SAN JOSE, 19 jul (Xinhua) -- El presidente depuesto
de Honduras, Manuel Zelaya, enfrentará juicio político por violar la
Constitución tras su regreso a ese país, en lugar de ser restituido, dijo
hoy el gobierno hondureño de facto.
Así afirmó el gobierno en ejercicio hondureño a los
medios mientras el diálogo de mediación entró hoy en la segunda jornada
que se centrará en la viabilidad de la propuesta sobre la solución de la
crisis, planteada ayer por el presidente costarricense Oscar Arias.

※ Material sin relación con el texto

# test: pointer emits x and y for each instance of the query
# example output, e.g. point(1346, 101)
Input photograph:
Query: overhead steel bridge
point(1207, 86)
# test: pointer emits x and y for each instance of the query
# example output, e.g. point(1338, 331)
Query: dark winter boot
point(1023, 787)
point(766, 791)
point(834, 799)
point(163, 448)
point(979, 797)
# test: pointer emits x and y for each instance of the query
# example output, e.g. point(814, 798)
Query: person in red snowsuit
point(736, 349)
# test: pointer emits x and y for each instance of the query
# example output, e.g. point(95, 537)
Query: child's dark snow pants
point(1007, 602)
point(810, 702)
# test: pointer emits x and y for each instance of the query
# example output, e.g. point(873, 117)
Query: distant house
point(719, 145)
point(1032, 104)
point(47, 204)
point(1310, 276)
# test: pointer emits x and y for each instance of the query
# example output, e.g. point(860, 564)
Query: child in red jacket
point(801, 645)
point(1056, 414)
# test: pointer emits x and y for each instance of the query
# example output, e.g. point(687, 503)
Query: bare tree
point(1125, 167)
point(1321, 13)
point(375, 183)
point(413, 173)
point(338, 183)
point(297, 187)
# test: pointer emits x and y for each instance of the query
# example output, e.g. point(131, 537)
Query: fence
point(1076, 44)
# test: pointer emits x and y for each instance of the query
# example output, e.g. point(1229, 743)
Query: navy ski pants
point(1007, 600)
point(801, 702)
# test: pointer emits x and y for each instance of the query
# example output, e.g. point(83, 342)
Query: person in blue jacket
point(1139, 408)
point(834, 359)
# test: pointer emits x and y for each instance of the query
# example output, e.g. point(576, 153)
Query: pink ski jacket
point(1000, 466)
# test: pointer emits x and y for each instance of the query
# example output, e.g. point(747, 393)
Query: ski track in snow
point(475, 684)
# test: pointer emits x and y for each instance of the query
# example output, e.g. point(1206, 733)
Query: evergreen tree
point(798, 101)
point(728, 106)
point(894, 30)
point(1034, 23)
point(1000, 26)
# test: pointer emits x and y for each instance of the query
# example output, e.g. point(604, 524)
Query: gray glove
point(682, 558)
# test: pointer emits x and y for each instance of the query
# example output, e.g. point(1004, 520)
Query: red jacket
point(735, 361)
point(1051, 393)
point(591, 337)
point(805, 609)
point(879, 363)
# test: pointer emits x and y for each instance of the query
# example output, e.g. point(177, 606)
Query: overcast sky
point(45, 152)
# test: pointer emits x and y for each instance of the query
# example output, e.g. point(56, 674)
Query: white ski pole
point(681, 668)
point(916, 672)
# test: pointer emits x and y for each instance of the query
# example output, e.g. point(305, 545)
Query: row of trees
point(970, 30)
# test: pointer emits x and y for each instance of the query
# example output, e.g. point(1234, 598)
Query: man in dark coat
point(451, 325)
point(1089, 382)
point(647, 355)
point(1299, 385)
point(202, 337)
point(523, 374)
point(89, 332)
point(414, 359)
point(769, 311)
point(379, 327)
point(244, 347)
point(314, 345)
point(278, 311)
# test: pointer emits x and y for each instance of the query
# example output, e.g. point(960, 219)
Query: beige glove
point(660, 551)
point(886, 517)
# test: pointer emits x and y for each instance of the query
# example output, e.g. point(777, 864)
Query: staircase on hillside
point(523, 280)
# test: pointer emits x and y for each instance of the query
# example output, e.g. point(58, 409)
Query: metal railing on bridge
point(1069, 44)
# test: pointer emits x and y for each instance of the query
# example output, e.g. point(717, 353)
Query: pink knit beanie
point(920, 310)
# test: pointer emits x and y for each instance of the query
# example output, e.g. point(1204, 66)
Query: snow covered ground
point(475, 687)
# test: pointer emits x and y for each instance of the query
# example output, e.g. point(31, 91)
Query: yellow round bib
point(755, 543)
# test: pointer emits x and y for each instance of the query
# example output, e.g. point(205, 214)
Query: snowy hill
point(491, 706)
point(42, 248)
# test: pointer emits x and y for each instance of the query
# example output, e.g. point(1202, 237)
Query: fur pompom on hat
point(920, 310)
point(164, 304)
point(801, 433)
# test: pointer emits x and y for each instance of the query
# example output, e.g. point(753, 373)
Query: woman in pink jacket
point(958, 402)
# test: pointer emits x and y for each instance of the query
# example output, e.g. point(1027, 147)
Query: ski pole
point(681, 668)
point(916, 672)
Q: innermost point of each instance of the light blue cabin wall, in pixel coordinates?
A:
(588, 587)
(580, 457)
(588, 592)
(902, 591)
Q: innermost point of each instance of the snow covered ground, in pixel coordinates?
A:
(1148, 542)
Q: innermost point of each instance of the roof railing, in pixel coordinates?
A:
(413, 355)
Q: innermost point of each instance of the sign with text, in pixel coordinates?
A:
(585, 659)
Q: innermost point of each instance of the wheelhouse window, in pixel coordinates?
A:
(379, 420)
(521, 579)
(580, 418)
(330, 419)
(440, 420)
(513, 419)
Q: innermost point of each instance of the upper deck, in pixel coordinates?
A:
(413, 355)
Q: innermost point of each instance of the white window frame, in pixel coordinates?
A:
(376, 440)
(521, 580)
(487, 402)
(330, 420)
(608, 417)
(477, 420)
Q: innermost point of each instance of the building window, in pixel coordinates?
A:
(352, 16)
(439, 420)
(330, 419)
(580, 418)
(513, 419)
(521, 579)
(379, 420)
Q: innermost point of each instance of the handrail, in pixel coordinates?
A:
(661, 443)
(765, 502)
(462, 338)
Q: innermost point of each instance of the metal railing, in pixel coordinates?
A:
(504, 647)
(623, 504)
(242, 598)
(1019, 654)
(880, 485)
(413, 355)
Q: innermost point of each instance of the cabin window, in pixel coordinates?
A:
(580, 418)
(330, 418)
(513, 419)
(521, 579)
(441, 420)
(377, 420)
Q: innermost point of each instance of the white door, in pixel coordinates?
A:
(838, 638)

Ambas delegaciones mantienen reunidas hoy por la
segunda ronda de negociaciones en Costa Rica, que se inauguró ayer sábado
durante el que no hubo acuerdo después de horas de negociación.
Entre tanto, los representantes del presidente
Zelaya que participan en la negociación de siete puntos propuestos por el
presidente costarricense Oscar Arias, designado mediador de la
crisis, amenazaron con retirarse de las conversaciones en caso de no
lograr un acuerdo este domingo en San José.
El presidente Arias propuso la creación de un
gobierno de unidad en Honduras con la reistalación de Zelaya en el cargo,
elecciones anticipadas y amnistía política.
De acuerdo con el vocero de la delegación que
representa a Zelaya en Costa Rica, Aristides Mejía, la reinstalación del
presidente hondureño es una exigencia irrevocable.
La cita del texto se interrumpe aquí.